Try one of these strength training workouts:
Fitting Strength Training into Your Running
Running is still your primary goal, so structure your training accordingly. If possible, strength train on your hard run days (after the run) so that your easy days are truly focused on recovery. If your schedule permits, spacing your hard run and strength workout three or more hours apart will maximize the gains of both workouts without compromising recovery. The following day should be rest or a short, easy run.
If your schedule doesn’t allow such structure, don’t worry about it. If you have to strength train on your easy days, that’s okay – just be mindful of your workout the next day and scale accordingly.
It’s okay to be sore. If you are doing the appropriate amount of strength work for your ability level and using proper form, you will not be so sore that you cannot complete a run. You can even go into a long run or a speed workout sore. You may not hit your exact paces at first, but the effort is what matters. Chances are, once your body adapts to strength training, you will not be sore after your strength workouts.

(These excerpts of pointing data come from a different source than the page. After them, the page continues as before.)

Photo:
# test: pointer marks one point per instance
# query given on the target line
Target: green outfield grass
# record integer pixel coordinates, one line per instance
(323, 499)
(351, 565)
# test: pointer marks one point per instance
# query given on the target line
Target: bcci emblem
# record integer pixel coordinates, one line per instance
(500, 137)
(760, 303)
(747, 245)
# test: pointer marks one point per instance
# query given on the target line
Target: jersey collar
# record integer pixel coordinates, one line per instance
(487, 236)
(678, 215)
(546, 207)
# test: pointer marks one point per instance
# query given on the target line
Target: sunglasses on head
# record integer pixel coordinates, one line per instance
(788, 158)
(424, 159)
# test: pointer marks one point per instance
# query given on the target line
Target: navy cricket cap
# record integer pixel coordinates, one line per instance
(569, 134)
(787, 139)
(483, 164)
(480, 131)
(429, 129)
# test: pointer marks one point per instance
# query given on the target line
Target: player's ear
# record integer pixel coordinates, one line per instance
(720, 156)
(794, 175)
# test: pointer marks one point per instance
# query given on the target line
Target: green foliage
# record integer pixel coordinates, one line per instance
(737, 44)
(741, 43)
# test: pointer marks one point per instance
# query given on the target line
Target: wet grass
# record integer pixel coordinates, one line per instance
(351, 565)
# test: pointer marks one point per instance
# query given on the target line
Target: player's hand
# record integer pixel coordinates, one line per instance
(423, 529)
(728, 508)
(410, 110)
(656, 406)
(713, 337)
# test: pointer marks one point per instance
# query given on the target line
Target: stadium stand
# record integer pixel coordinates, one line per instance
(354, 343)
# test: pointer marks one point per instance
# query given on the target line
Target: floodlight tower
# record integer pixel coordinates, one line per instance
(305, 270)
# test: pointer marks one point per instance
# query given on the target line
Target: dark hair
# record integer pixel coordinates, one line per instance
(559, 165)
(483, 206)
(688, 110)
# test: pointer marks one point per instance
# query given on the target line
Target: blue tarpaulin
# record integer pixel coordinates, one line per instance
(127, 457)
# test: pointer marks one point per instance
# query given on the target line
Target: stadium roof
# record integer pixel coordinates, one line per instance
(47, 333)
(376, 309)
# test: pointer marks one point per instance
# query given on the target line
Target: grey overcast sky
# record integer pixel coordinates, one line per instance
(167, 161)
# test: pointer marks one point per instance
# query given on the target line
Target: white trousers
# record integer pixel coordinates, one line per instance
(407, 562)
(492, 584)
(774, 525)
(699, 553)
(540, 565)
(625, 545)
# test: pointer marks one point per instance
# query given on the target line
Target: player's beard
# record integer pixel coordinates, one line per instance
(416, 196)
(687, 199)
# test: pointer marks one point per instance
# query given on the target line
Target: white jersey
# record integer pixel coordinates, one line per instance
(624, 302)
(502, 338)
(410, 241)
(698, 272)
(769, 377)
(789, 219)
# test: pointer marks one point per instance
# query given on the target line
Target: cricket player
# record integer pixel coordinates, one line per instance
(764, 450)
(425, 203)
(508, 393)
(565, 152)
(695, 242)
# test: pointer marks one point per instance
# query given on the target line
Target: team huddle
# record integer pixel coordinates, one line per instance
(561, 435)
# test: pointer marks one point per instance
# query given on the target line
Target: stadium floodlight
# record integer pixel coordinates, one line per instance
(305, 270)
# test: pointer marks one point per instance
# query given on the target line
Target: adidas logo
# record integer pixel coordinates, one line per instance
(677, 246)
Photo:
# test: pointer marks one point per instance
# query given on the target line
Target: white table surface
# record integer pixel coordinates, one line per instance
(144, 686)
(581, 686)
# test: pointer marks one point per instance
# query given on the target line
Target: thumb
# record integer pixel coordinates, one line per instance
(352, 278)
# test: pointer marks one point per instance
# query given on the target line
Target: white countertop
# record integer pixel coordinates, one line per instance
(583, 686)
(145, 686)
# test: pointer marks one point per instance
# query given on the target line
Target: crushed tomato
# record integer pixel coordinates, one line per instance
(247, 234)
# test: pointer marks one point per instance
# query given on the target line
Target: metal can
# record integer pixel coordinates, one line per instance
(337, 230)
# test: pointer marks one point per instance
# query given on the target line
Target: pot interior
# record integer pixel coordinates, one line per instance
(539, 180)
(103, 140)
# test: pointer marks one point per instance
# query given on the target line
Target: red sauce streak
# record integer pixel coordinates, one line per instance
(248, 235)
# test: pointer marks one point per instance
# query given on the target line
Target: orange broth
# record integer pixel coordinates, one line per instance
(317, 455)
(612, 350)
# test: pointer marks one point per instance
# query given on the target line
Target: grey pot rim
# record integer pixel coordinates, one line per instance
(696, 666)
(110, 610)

The off-season or early weeks of training are an ideal time to introduce a new strength training routine. As with running, you want to avoid sharply increasing your training load, so marathon or half marathon training may require a more gradual introduction of strength and conditioning work than base building weeks. Do not start a new strength and conditioning program within 4 weeks of a goal race, especially a long distance race such as a marathon or half marathon.
Do you strength train? How do you incorporate it into your training?
Does lifting heavier weights intimidate you, or do you enjoy it?